Kutu daun biasanya menyerang pucuk daun dan tangkai bunga, menyebabkan daun keriting, menguning, dan pertumbuhan terhambat. Mereka juga mengeluarkan embun madu yang memicu pertumbuhan jamur jelaga. Tungau merah menyerang permukaan bawah daun, menimbulkan bintik kuning atau perak, dan daun akhirnya mengering serta gugur. Ulat pemakan daun (misalnya Spodoptera litura) membuat lubang pada daun dan dapat merusak tanaman dalam waktu singkat jika tidak dikendalikan.

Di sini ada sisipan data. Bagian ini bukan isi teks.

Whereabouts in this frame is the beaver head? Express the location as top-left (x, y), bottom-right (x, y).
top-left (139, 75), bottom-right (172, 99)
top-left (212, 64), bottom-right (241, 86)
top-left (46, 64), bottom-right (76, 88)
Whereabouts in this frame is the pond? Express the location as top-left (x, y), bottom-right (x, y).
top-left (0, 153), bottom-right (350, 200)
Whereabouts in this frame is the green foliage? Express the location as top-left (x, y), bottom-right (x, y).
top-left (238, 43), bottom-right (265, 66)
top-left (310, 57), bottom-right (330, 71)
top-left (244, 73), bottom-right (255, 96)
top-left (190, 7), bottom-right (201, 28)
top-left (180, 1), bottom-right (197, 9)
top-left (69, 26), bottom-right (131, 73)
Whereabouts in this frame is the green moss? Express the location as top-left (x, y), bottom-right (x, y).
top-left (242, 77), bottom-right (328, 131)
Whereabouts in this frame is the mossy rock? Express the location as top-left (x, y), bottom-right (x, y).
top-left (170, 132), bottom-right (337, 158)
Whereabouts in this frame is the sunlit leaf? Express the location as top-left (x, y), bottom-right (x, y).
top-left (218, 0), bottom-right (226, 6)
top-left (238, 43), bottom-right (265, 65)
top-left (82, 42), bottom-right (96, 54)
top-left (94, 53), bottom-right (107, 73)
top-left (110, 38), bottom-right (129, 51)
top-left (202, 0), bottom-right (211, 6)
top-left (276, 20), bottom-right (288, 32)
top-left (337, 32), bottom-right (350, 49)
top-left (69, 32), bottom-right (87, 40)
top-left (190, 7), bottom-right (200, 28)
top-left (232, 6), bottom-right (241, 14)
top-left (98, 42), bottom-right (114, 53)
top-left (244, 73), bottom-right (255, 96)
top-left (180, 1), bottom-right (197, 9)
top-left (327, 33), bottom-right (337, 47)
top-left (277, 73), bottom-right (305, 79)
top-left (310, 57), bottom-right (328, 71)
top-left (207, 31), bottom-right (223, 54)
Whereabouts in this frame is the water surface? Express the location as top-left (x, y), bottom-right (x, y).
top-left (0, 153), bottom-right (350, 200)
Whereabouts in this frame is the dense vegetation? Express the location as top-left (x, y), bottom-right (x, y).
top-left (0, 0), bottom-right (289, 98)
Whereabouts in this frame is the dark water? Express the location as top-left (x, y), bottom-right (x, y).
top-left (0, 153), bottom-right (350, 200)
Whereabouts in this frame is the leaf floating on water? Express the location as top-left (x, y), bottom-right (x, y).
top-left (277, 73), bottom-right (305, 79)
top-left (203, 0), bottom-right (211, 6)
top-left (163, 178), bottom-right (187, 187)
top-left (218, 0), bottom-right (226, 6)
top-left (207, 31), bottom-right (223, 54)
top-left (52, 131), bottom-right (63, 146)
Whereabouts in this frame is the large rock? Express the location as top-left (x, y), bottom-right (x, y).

Pengendalian hama pada tapak dara sebaiknya dimulai dengan cara mekanis dan alami. Untuk kutu daun, semprot dengan air sabun (1 sendok sabun cair per 1 liter air) setiap 3 hari selama seminggu. Untuk tungau, tingkatkan kelembapan dengan menyemprot air ke daun pada pagi hari. Untuk ulat, petik dan musnahkan secara manual. Hindari penggunaan pestisida kimia yang keras karena dapat merusak tanaman dan lingkungan. Jika serangan parah, konsultasikan dengan penyuluh pertanian setempat untuk rekomendasi pestisida nabati atau biologis yang sesuai.
Pencegahan adalah kunci utama. Tanam tapak dara di lokasi dengan sirkulasi udara baik dan sinar matahari cukup (minimal 6 jam sehari). Siram secara teratur tetapi jangan berlebihan, karena kelembapan tinggi memicu jamur. Lakukan pemangkasan rutin pada bagian yang rusak. Periksa tanaman setiap minggu, terutama saat musim kemarau (April-Oktober) karena hama lebih aktif. Dengan perawatan yang baik, tapak dara Anda akan tumbuh sehat dan berbunga lebat.